Prezadas senhoras, prezados senhores, boa noite.

         O professor português António Nóvoa, retomando o tratado da gratidão de Santo Tomás de Aquino, nos ajuda a compreender o significado do verbo agradecer na língua de Camões. Entre os idiomas mais conhecidos do ocidente, somente a Língua Portuguesa é capaz de expressar o nível mais profundo do agradecimento. Em algumas línguas, como em Inglês, Alemão e Holandês, o agradecimento é feito no nível mais superficial: agradecer é um ato de reconhecimento do pensamento, é uma função cognitiva e cerebral (Thanks, Danke, Bedankt); noutras ‒ e estamos no segundo nível ‒, como em Francês, Italiano e Espanhol, a gratidão é um reconhecimento do favor, da benevolência ou da misericórdia de outrem; dar graças a alguém por aquilo que essa pessoa fez por nós (Merci, Grazie, Gracias); em Português, quando agradecemos, nós estamos dizendo: a partir de hoje, eu permaneço obrigado a você; por causa desse gesto de generosidade da sua parte para comigo, eu estou vinculado e comprometido com você. Eu fico, portanto, obrigado (obligatus - ligado), comprometido e vinculado com essa instituição pelo reconhecimento que os senhores prestam à Diocese de Garanhuns.

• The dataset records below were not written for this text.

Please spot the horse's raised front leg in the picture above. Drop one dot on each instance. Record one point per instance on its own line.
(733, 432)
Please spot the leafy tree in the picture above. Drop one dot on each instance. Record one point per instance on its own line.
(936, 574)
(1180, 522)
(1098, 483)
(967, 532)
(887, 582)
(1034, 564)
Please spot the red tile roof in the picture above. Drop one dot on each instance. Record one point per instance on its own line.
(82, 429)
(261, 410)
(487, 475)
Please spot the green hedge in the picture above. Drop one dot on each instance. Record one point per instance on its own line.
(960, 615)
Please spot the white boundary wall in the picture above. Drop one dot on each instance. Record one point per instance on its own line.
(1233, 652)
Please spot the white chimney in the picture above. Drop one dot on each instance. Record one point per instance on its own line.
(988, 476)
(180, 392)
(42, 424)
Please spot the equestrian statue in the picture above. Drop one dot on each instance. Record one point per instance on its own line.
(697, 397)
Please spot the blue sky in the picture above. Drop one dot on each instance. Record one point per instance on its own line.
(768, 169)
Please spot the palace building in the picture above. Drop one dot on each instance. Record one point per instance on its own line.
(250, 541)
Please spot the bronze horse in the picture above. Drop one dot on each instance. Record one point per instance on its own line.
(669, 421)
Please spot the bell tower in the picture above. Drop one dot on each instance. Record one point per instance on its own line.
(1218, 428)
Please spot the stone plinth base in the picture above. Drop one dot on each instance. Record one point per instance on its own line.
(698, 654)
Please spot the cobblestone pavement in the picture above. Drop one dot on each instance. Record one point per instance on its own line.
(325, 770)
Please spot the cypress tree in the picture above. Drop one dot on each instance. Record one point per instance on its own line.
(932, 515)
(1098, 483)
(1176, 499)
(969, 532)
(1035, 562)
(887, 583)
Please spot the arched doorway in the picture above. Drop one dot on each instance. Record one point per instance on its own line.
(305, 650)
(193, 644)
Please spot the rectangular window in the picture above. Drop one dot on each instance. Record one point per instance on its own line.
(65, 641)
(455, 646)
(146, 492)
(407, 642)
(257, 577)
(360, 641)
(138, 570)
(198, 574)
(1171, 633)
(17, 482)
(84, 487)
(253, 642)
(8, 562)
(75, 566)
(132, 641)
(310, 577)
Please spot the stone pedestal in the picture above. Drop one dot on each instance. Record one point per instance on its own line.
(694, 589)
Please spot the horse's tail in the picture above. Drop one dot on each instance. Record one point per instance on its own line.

         É a primeira vez que falo a pessoas tão eminentes. Aliás, refaço o que eu disse. Tenho falado cotidianamente a pessoas tão importantes e caras... A pessoas cheias de sonhos e de esperanças, a pessoas feridas à beira do caminho à espera de um Bom Samaritano. Tenho falado a pessoas cuja única esperança é o Senhor. Como outrora, são encurvadas pelo sistema de exclusão; têm mãos ressequidas pela impotência diante dos desafios da vida que as esmagam; são leprosos sociais, que não podem participar do convívio humano; são cegos, surdos e mudos, a quem não lhes foi permitido ver, ouvir e falar.

         Há mais de três séculos, a fé cristã católica está presente nas regiões que compõem a Diocese de Garanhuns. No início, nossas paragens eram chamadas de Campos dos Garanhuns. Ali residiam várias tribos indígenas, das quais, duas ainda resistem: os Fulni-ô e os Xixi-a-clá, em Águas Belas. Mesmo antes de o Quilombo dos Palmares ser destruído, em 1696, negros fugidos subiam o leito do Rio Mundaú e se estabeleciam em nossas terras. Há, nas nossas regiões, dezenas de comunidades remanescentes quilombolas. Aos poucos, também os brancos começam a chegar de várias partes. Eram os “vaqueiros do Nordeste” e soldados milicianos. Tinham a missão de estabelecer piquetes e demarcar terras. Vieram especialmente das ribeiras do Rio São Francisco, “o grande polarizador e condensador de povos” no dizer do historiador Pedro Calmon. “O gado irrompeu com os sertanistas. As estradas de boiadas foram os caminhos definitivos” (João de Deus de Oliveira Dias). Desejavam encontrar campos e outeiros onde pudessem se dedicar à criação de gado bovino. Assim, formaram-se fazendas a partir de sesmarias e glebas entregues pela Coroa. A nossa, portanto, é uma terra de negros, índios e currais. A mameluca Simoa Gomes é expressão desses encontros e desencontros étnicos nem sempre serenos.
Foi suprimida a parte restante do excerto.